Yeah I'm literally creating the github repo right now lmao

[–] Die4Ever 2 points 1 year ago (1 children)

another tool that might be good, idk if it already exists, but an RSS feed to Lemmy importer

actually Reddit supports RSS output, so you might already be using that?

[–] [email protected] 2 points 1 year ago (1 children)

will reddit keep RSS support after the 1st of july?

[–] Die4Ever 2 points 1 year ago (1 children)
[–] [email protected] 2 points 1 year ago

we'll see

I edited the original post with the link to the github repo and the community it's running on now

[–] [email protected] 2 points 1 year ago

IANAL but i am pretty sure it is illlegal, copyrights prevents copying and iirc reddit users retain copyrights to what they write and you don't have their approval (in the form of a Term of service) to copy it.

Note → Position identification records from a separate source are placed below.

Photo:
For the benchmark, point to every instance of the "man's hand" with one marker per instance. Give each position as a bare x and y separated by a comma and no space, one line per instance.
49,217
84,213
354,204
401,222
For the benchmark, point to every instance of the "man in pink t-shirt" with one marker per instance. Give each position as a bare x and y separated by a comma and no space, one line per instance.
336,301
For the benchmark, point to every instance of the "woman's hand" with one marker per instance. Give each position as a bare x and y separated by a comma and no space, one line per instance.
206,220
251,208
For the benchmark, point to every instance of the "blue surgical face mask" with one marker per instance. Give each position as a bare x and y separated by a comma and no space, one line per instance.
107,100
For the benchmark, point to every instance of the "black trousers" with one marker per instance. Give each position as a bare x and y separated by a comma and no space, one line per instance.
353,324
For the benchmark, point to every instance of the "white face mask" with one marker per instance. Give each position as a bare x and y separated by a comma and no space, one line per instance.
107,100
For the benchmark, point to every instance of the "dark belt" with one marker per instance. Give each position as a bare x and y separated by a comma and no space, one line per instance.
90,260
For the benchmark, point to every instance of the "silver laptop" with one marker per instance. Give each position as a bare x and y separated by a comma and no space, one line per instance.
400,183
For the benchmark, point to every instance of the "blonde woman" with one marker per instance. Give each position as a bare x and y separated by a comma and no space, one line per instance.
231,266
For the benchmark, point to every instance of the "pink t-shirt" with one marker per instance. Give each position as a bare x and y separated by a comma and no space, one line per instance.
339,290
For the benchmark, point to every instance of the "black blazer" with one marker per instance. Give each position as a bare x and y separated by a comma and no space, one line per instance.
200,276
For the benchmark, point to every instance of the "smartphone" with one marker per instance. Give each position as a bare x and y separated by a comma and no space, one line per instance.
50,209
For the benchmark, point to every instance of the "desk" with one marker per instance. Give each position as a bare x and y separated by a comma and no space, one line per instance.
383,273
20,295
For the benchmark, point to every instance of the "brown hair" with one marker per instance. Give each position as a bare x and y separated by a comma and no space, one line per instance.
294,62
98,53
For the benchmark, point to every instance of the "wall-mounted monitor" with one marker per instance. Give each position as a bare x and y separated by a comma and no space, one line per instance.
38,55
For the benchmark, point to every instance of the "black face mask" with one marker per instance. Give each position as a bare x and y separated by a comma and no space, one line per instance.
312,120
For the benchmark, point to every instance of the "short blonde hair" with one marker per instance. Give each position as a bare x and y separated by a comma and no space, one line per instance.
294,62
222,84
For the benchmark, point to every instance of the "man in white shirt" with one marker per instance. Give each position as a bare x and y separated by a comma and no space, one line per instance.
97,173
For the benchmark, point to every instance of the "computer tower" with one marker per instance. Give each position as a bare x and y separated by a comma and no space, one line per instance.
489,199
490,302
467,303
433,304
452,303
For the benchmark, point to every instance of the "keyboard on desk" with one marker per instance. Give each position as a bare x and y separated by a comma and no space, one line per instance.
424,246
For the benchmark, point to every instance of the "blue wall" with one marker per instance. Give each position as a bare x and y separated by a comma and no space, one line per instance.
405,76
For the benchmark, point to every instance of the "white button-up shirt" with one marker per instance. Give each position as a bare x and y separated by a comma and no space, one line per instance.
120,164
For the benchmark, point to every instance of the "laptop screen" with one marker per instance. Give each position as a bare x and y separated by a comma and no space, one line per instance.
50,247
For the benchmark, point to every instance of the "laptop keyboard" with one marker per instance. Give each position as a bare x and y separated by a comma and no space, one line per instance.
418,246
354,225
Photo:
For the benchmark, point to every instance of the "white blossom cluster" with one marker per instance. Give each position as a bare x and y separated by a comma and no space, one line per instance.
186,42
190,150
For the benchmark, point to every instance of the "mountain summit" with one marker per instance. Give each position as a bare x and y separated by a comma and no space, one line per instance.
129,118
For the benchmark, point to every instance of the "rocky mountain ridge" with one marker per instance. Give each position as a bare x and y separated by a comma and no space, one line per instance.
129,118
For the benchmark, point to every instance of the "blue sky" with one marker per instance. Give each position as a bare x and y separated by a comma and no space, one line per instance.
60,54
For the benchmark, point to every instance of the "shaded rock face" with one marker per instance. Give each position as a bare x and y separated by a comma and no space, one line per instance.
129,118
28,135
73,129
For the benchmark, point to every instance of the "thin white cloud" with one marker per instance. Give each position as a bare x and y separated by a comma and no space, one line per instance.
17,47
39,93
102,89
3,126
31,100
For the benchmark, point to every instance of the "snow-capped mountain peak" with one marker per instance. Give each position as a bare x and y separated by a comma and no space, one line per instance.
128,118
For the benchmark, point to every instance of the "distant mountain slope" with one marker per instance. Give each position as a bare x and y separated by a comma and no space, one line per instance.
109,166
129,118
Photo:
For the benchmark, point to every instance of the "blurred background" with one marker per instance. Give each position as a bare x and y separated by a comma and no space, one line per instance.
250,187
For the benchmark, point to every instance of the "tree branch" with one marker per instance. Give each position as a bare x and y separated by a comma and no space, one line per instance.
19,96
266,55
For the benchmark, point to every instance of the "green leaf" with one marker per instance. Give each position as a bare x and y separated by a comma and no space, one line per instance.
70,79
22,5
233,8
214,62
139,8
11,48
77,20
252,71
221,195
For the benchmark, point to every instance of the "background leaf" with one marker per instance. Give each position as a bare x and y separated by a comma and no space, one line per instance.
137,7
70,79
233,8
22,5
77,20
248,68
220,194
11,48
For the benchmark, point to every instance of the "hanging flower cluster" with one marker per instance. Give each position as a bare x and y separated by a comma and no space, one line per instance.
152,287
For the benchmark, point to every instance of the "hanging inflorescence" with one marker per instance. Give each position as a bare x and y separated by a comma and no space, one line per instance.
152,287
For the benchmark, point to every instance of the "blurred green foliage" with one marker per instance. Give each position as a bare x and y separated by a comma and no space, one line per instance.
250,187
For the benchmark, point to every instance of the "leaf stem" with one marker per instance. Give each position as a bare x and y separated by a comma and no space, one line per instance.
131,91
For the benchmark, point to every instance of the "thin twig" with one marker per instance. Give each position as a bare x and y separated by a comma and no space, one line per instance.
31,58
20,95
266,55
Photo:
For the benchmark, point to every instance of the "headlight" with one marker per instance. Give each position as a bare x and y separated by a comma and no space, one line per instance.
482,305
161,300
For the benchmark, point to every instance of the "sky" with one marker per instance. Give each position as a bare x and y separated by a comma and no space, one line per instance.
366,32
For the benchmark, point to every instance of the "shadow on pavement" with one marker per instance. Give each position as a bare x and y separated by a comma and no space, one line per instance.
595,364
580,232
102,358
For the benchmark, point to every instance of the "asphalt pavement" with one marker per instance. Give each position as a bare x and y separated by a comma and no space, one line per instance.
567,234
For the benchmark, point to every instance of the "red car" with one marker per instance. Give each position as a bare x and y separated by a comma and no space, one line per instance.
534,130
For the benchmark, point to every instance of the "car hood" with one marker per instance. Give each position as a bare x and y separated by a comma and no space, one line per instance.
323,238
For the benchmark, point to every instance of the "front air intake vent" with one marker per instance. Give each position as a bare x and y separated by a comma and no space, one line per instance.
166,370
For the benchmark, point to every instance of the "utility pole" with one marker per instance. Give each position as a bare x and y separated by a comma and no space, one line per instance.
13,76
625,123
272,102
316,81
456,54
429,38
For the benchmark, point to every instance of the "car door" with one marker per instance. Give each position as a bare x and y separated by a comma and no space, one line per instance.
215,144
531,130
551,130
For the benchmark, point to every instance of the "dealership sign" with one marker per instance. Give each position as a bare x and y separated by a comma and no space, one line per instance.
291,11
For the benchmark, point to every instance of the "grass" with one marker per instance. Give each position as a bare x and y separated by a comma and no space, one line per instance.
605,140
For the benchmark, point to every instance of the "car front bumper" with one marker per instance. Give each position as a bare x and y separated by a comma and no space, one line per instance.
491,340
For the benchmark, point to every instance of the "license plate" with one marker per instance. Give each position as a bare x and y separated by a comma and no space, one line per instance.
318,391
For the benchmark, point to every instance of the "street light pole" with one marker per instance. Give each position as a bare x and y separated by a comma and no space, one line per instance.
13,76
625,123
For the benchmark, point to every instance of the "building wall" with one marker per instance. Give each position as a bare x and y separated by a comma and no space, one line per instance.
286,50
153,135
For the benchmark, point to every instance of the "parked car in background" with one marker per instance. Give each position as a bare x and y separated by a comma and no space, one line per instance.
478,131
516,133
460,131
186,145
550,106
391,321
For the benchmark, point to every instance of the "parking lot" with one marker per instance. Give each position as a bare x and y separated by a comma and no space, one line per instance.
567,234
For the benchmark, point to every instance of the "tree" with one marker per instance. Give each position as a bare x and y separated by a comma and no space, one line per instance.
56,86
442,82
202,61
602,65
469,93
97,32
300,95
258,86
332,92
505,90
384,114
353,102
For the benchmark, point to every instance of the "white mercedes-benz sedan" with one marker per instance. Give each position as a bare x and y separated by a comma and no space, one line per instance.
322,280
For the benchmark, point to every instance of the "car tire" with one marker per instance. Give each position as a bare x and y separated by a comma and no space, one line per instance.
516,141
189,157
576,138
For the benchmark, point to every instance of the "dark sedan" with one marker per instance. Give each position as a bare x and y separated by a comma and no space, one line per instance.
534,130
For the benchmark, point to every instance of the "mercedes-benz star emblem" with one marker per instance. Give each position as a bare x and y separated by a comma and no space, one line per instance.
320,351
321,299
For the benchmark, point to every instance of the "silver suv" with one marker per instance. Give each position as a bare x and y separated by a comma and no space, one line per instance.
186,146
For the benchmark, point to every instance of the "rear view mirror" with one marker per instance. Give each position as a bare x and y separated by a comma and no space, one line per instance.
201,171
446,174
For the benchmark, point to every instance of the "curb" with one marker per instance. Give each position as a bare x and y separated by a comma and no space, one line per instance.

Maybe you could automate that approval (e.g. users could have a pinned post on their profit with a copied message).

There are some non profits for open source that might have full time lawyers , maybe you can contact them.

[–] Die4Ever 1 points 1 year ago* (last edited 1 year ago)
[–] [email protected] 1 points 1 year ago (1 children)

I thought about this yesterday but definitely don't have the skills to make it happen. Tbh I would go ahead with it, but know you will be required to moderate the posts. I wouldn't set it up to post on a community that isn't yours.

[–] [email protected] 2 points 1 year ago (1 children)

No of course I would create a specific community for each subreddit I want to sync

Are you referring to moderating the comments? I was thinking of restricting the post privileges to only the bot

[–] [email protected] 2 points 1 year ago

Naw just the posts, I guess it depends on if the Bot is scraping all posts or just the top ones.